It is important to highlight that machine learning has achieved remarkable results when simulating complex problems with multiple elements, as in the case of atmospheric modeling. The main available machine learning models are SVMs, ANNs, and LSTMs. SVMs, for instance, have been used (e.g., Steinwart and Christmann 2008; Westerlund et al. 2014; Martinez et al. 2018; Murillo-Escobar et al. 2019; Mogollón-Sotelo et al. 2020) to simulate meteorological variables and PM2.5 concentrations and, after comparing the simulations with observations, they have been acknowledged as very precise when simulating atmospheric variables in complex terrains and in places without mountain ranges. However, SVMs have some limitations such as error accumulation and forecasting errors when data have sudden changes in their tendency (Mogollón-Sotelo et al. 2020). ANNs, on the other hand, are a computer model capable of learning the distribution of the data from its sample. Some studies used ANNs to simulate the behavior of particulate matter (PM10 and PM2.5), wind, temperature and precipitation (e.g., Erdil and Arcaklıoğlu 2013; Pérez and Gramsch 2016; Wang and Sun 2019; Zhao et al. 2019) and concluded that this approach has a good performance when simulating meteorological variables. Franceschi et al. (2018), for example, used an ANN to simulate particulate matter in Bogotá-Colombia and trained the network with meteorological variables, to forecast them. LSTM networks, in turn, are a type of ANN capable of saving information in batches, which improves their precision (i.e., they require more computational power than a normal neural network, but deliver better results). LSTMs have been used to predict meteorological variables such as solar irradiance, temperature, relative humidity, wind speed and precipitation with high accuracy (e.g., Maqsood et al. 2014; Qing and Niu 2018; Karevan and Suykens 2020). Other studies (e.g., Tong et al. 2019) have used this type of network to forecast PM2.5, reporting its capability of predicting pollutant concentration trends precisely. Thus, this type of network has been proven to work accurately when predicting atmospheric variables and pollutants, having the potential to be applied in tropical cities with high altitude and complex terrain (an extremely complex system).

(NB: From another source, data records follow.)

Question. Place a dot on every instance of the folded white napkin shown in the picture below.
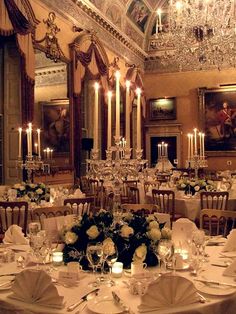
(15, 235)
(230, 244)
(182, 230)
(78, 193)
(35, 286)
(230, 270)
(168, 291)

Despite the proven success of LSTMs when predicting PM concentration and meteorological variables, they have not been widely used in tropical areas with complex topography. This research aims to implement an LSTM network to forecast PM2.5 concentrations and meteorological variables (temperature, radiation, humidity, wind speed), with an additional new approach to simulate wind fields (i.e., using u and ν components), in a tropical city with a complex topography (Bogotá-Colombia), using data inputs from the Air Quality Monitoring Network of Bogotá (AQMNB).

Method

Study area and case study

Bogotá, Colombia (4.60971, − 74.08175 WGS84) is a large city with a population of approximately 8 million inhabitants. The city has an area of almost 1800 km2, distributed into 25% of urban and 75% of rural areas. The city has a complex topography, due to its location in the eastern slope of the Andes Mountain range at 2550–2620 m.a.s.l.

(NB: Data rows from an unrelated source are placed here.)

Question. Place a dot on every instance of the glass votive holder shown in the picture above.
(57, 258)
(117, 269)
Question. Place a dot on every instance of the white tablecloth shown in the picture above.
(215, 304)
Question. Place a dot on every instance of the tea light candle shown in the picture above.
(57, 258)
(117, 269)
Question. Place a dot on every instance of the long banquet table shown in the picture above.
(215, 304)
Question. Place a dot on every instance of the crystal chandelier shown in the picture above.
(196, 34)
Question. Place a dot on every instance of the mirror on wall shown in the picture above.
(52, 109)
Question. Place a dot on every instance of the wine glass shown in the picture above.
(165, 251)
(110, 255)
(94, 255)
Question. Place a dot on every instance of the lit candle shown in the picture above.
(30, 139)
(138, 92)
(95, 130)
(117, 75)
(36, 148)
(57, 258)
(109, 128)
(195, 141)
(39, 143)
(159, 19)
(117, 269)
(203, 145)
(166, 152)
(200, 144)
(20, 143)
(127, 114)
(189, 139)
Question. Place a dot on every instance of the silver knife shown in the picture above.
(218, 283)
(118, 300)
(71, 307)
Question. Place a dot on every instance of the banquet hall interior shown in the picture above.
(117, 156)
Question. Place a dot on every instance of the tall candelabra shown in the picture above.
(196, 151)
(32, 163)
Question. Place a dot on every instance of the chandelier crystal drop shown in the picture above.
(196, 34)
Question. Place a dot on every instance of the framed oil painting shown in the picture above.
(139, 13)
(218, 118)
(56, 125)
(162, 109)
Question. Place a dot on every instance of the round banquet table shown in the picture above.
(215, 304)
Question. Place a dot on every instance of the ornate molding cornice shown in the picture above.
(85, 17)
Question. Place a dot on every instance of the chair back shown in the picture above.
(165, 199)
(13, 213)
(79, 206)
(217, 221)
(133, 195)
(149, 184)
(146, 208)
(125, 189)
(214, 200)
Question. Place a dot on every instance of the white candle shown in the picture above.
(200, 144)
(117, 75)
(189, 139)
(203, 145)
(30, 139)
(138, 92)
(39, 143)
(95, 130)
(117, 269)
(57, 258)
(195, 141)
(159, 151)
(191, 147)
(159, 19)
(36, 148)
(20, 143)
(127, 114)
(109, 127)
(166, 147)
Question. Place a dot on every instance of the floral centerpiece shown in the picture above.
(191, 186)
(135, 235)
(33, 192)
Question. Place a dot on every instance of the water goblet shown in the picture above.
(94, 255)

The study area has an AQMNB that comprises 12 stations along the urban area of the city, separated by localities (Fig. 1) (SDA 2013). This network measures criteria pollutants and meteorological variables such as solar radiation, temperature, precipitation, relative humidity, wind speed, and wind direction. We use 12 air quality stations with at least 75% of available data for every variable mentioned above, in the period between 2014 and 2019. The majority (11/12) of the stations have more than 88% of the data available, and the S7 station has 76% due to sensor maintenance. Thus, the region and its air quality network are suitable for the analysis of the performance of LSTMs regarding meteorological variables and PM2.5 behavior in a tropical city with complex terrain, and its subsequent impacts on risk assessment. For this reason, the LSTM model was used in Bogotá during the days with an unhealthy qualification according to the International Air Quality Index (AQI) in 2019 (17 days in total) [the index defined the level of population risk as detailed by EPA (2014)]. 65% of these days occurred in the local dry season, while 35% occurred in the local wet season. To have more robust results, we simulated 25 random days, so that the model forecasting capabilities can be assessed regarding days with low, mid and high pollution levels, even though these findings are not shown here, since they have a very similar behavior to the 17 highly polluted days.

Fig. 1
figure 1

Geographic location of the 12 surface monitoring stations used in the city of Bogotá-Colombia. The red circle signals the location of the city within the country

Model description

ANNs are a set of algorithms inspired by the process of human learning, which recognize numerical patterns contained in vectors that can be translated into images, sound, text or time series (Bengio et al. 1994; Grivas and Chaloulakou 2006). ANNs can adapt to changes in the input data since they are generated through prior training based on cause–effect data sets. Thereafter, the model can be used to generate predictions of variables linked to dynamic systems. This feature gives it a valuable forecasting capability, useful for atmospheric dynamics research and air quality study.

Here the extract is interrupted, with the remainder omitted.